Quizá sea necesario agregar a las tres exigencias aludidas la de ser pródigo lector para ensanchar su mente e inspirar a otros, pues ya sabemos que la lectura es uno de las vías más poderosas de aprendizaje y un medio para interpretar y significar la realidad. En este tenor, no quisiera terminar sin recomendar tres libros —de muchos, muchísimos más que profundizan en el quehacer de los maestros— de cuya lectura y relectura obtuve valiosas lecciones:
El primero se titula "Sobre la educación", del humanista y científico Bertrand Russell, obra en la que expone la certeza de que cualquier "esperanza de reconstrucción social" ha de partir de la educación. Russell busca educar personalidades libres y sensibles, cultivadas en la curiosidad y la confianza en el esfuerzo. Por ello, plantea que "la misión de la educación primera consiste en educar los instintos de modo que puedan producir un carácter constructivo y no destructivo".
El segundo libro es "Cartas a quien pretende enseñar", del pedagogo brasileño Paulo Freire. Para no ahondar demasiado en su contenido, me limitaré a decir que una de sus cartas concluye que "el enseñar no existe sin el aprender", van de la mano. El aprendizaje del educador se logra cuando éste, humilde y abierto, se encuentra permanentemente disponible para repensar lo pensado, para revisar sus posiciones.
Otra carta es una defensa a la prodigiosa labor del magisterio, que no debe quedar supeditada al desinterés y la comodidad. La práctica educativa no puede ser "chambista" (el calificativo es mío); su motivación no debe ser solo económica. No es —dice Freire— una especie de marquesina bajo la cual la gente espera que pase la lluvia.
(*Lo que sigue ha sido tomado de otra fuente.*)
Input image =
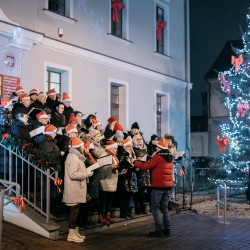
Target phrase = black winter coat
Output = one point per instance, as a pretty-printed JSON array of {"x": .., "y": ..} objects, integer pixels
[
  {"x": 142, "y": 176},
  {"x": 19, "y": 108},
  {"x": 126, "y": 182},
  {"x": 5, "y": 120},
  {"x": 20, "y": 130}
]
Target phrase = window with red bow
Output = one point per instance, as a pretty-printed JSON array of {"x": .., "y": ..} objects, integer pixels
[{"x": 118, "y": 16}]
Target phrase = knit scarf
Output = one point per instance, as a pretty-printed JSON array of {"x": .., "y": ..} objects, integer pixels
[{"x": 115, "y": 160}]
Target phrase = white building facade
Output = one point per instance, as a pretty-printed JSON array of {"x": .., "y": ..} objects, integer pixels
[{"x": 128, "y": 67}]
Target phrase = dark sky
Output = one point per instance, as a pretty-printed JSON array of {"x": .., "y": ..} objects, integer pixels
[{"x": 212, "y": 24}]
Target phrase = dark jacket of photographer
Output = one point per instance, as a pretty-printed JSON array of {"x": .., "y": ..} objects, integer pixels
[{"x": 161, "y": 165}]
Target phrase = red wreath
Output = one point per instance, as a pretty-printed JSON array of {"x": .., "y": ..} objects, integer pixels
[{"x": 222, "y": 142}]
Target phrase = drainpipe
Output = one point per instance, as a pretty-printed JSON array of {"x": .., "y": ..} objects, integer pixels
[{"x": 187, "y": 77}]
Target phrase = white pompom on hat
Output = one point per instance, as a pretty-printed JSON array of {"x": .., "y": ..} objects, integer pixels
[
  {"x": 76, "y": 142},
  {"x": 49, "y": 129},
  {"x": 162, "y": 143},
  {"x": 71, "y": 129}
]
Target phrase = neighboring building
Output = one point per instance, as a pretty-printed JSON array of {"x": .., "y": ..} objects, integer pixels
[
  {"x": 110, "y": 64},
  {"x": 218, "y": 114}
]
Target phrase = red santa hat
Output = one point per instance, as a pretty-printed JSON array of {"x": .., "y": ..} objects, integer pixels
[
  {"x": 76, "y": 142},
  {"x": 162, "y": 143},
  {"x": 33, "y": 91},
  {"x": 66, "y": 97},
  {"x": 127, "y": 141},
  {"x": 52, "y": 92},
  {"x": 49, "y": 129},
  {"x": 118, "y": 126},
  {"x": 72, "y": 118},
  {"x": 112, "y": 119},
  {"x": 41, "y": 94},
  {"x": 42, "y": 115},
  {"x": 71, "y": 129},
  {"x": 110, "y": 144},
  {"x": 96, "y": 123},
  {"x": 24, "y": 96},
  {"x": 19, "y": 89},
  {"x": 5, "y": 102}
]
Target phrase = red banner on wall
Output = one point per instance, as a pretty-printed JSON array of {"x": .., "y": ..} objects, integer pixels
[{"x": 8, "y": 85}]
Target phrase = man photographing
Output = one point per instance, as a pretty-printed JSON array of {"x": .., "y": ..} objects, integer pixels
[{"x": 161, "y": 166}]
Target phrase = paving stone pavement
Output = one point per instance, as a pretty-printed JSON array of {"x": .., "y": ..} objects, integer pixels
[{"x": 189, "y": 231}]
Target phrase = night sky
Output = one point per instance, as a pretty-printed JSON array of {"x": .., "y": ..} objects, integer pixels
[{"x": 212, "y": 24}]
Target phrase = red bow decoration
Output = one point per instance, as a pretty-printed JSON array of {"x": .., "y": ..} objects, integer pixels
[
  {"x": 57, "y": 183},
  {"x": 222, "y": 142},
  {"x": 159, "y": 27},
  {"x": 25, "y": 145},
  {"x": 19, "y": 201},
  {"x": 5, "y": 136},
  {"x": 225, "y": 84},
  {"x": 242, "y": 109},
  {"x": 237, "y": 61},
  {"x": 116, "y": 6}
]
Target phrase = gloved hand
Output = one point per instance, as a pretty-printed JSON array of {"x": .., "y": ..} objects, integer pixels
[{"x": 89, "y": 173}]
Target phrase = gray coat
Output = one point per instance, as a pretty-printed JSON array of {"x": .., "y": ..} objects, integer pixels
[{"x": 75, "y": 179}]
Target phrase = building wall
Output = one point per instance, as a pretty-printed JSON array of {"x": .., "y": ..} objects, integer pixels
[{"x": 93, "y": 59}]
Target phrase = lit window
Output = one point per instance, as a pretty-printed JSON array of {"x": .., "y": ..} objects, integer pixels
[
  {"x": 57, "y": 6},
  {"x": 158, "y": 115},
  {"x": 160, "y": 26},
  {"x": 54, "y": 81},
  {"x": 119, "y": 18},
  {"x": 115, "y": 101}
]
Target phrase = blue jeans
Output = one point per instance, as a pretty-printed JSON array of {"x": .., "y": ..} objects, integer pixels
[{"x": 159, "y": 204}]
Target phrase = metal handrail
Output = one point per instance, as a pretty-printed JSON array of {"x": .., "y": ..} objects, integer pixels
[
  {"x": 219, "y": 202},
  {"x": 10, "y": 185},
  {"x": 33, "y": 179}
]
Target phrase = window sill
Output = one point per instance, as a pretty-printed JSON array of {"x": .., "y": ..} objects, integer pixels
[
  {"x": 64, "y": 18},
  {"x": 119, "y": 39},
  {"x": 163, "y": 55}
]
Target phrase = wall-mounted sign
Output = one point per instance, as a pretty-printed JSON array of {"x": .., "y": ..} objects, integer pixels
[{"x": 9, "y": 60}]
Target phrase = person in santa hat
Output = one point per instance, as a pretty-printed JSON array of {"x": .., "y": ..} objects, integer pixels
[
  {"x": 23, "y": 106},
  {"x": 75, "y": 186},
  {"x": 142, "y": 176},
  {"x": 88, "y": 122},
  {"x": 40, "y": 102},
  {"x": 6, "y": 118},
  {"x": 57, "y": 117},
  {"x": 126, "y": 179},
  {"x": 52, "y": 100},
  {"x": 33, "y": 95},
  {"x": 108, "y": 177},
  {"x": 20, "y": 128},
  {"x": 109, "y": 129},
  {"x": 68, "y": 110}
]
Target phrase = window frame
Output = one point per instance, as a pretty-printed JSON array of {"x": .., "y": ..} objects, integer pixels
[
  {"x": 124, "y": 19},
  {"x": 68, "y": 17},
  {"x": 166, "y": 46}
]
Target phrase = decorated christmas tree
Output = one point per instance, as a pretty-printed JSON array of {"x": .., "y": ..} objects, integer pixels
[{"x": 236, "y": 134}]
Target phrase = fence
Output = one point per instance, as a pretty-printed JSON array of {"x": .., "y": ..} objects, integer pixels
[{"x": 36, "y": 182}]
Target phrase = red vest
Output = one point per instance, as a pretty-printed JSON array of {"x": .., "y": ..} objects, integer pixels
[{"x": 161, "y": 171}]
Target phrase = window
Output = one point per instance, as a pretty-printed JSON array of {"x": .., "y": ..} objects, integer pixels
[
  {"x": 119, "y": 18},
  {"x": 158, "y": 114},
  {"x": 160, "y": 30},
  {"x": 161, "y": 27},
  {"x": 54, "y": 81},
  {"x": 118, "y": 100},
  {"x": 114, "y": 101},
  {"x": 61, "y": 9},
  {"x": 57, "y": 6}
]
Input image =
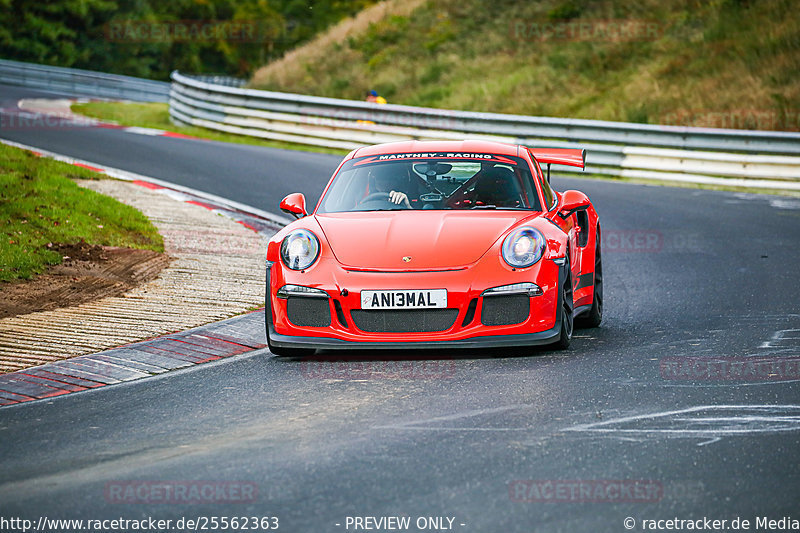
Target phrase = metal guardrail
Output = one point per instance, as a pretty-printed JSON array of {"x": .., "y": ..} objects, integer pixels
[
  {"x": 83, "y": 82},
  {"x": 765, "y": 159}
]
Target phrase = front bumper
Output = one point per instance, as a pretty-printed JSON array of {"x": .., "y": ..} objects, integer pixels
[{"x": 541, "y": 327}]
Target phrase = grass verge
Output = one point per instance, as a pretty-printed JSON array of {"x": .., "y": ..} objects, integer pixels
[
  {"x": 41, "y": 205},
  {"x": 156, "y": 116}
]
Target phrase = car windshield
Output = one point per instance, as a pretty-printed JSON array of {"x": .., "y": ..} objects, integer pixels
[{"x": 431, "y": 181}]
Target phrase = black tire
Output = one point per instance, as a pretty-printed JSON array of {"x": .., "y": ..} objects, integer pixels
[
  {"x": 566, "y": 307},
  {"x": 593, "y": 317}
]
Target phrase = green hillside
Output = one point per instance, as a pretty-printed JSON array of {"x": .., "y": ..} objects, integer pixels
[{"x": 717, "y": 63}]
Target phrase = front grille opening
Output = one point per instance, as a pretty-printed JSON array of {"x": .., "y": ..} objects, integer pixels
[
  {"x": 404, "y": 320},
  {"x": 505, "y": 310},
  {"x": 470, "y": 316},
  {"x": 340, "y": 314},
  {"x": 309, "y": 312}
]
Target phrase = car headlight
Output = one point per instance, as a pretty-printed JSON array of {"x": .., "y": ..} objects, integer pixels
[
  {"x": 299, "y": 249},
  {"x": 523, "y": 247}
]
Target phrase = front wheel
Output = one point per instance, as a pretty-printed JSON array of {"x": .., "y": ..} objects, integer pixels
[{"x": 567, "y": 305}]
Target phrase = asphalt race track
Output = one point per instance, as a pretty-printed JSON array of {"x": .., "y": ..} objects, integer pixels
[{"x": 658, "y": 414}]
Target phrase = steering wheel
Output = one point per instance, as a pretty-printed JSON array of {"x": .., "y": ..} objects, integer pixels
[{"x": 380, "y": 199}]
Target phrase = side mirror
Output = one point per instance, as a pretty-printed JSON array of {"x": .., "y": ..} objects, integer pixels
[
  {"x": 572, "y": 201},
  {"x": 295, "y": 205}
]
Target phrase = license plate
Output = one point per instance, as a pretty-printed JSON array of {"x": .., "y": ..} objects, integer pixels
[{"x": 404, "y": 299}]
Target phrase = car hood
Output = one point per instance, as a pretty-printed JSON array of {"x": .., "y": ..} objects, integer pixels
[{"x": 429, "y": 240}]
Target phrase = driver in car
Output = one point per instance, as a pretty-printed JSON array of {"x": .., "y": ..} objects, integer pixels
[{"x": 389, "y": 179}]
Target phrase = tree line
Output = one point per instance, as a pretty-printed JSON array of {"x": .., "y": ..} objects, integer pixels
[{"x": 150, "y": 38}]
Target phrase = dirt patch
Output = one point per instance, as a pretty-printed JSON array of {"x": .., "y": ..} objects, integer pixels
[{"x": 88, "y": 273}]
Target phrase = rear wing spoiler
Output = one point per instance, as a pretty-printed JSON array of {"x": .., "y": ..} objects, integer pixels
[{"x": 573, "y": 157}]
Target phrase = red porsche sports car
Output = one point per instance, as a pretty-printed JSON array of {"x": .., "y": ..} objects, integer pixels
[{"x": 436, "y": 244}]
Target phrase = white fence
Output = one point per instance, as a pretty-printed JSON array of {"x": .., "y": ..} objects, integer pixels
[{"x": 763, "y": 159}]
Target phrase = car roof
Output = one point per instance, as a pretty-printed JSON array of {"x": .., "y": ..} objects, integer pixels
[{"x": 403, "y": 147}]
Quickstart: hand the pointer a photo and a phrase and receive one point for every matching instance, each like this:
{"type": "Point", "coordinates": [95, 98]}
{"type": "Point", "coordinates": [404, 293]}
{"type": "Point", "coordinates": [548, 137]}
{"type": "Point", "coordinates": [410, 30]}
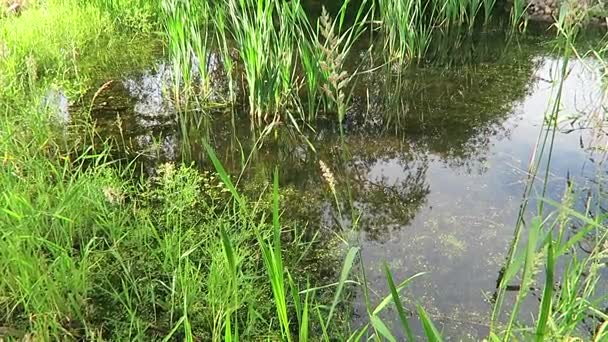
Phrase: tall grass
{"type": "Point", "coordinates": [91, 252]}
{"type": "Point", "coordinates": [560, 315]}
{"type": "Point", "coordinates": [187, 27]}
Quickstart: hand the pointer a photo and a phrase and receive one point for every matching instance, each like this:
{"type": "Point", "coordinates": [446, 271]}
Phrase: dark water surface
{"type": "Point", "coordinates": [437, 163]}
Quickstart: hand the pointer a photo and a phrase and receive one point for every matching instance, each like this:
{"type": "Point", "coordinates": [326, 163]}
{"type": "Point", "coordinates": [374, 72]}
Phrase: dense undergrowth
{"type": "Point", "coordinates": [92, 250]}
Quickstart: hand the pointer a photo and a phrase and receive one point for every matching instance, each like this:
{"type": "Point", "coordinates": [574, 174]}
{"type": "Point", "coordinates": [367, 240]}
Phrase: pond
{"type": "Point", "coordinates": [435, 158]}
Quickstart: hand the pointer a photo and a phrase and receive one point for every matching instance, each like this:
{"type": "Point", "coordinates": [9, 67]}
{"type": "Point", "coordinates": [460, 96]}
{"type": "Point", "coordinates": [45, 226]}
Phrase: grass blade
{"type": "Point", "coordinates": [400, 310]}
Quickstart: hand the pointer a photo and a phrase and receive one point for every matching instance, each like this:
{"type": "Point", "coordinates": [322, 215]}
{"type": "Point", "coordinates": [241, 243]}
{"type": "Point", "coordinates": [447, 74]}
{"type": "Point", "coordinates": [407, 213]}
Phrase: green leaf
{"type": "Point", "coordinates": [381, 328]}
{"type": "Point", "coordinates": [400, 310]}
{"type": "Point", "coordinates": [348, 264]}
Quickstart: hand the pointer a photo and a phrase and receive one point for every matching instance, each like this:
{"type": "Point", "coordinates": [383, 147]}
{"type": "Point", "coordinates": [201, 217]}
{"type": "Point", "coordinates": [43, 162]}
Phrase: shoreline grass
{"type": "Point", "coordinates": [90, 252]}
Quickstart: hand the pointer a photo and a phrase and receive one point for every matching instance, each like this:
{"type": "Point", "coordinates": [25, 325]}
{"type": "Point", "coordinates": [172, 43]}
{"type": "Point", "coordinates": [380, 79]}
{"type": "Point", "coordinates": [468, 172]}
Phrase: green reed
{"type": "Point", "coordinates": [188, 36]}
{"type": "Point", "coordinates": [560, 315]}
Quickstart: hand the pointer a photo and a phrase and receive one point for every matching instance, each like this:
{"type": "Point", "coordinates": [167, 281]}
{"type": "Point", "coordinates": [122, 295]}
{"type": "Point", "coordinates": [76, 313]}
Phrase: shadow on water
{"type": "Point", "coordinates": [437, 163]}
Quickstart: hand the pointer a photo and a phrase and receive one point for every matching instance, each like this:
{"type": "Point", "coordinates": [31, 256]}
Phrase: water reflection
{"type": "Point", "coordinates": [436, 161]}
La práctica educativa, por el contrario, es algo muy serio: "Tratamos con gente, con niños, adolescentes o adultos. Participamos en su formación. Los ayudamos o los perjudicamos. Podemos contribuir a su fracaso con nuestra incompetencia, mala preparación o irresponsabilidad".
El tercer libro que sugiero es "Ulises Criollo", autobiografía del connotado maestro mexicano José Vasconcelos, escrito de manera magistral, épica. Texto imprescindible, porque muestra un amplio panorama del devenir de la Revolución Mexicana y que, a 89 años de haberse publicado, mantiene su vigencia por la convocatoria a una elevación de la moral social, así como por la realización de un programa educativo integral.
A manera de corolario, les dejo un fragmento de esta obra: "La escuela me había ido ganando lentamente. Ahora no la hubiera cambiado por la mejor diversión. Ni faltaba nunca a clase... En todo, la escuela era muy libre y los maestros justicieros".
He ahí, pues, la centralidad de la educación para el desarrollo individual y social. He ahí, también, el papel protagónico de los maestros en dicha transformación. Así como ayer, así como hoy, así como mañana, así como siempre. ¡Felicidades!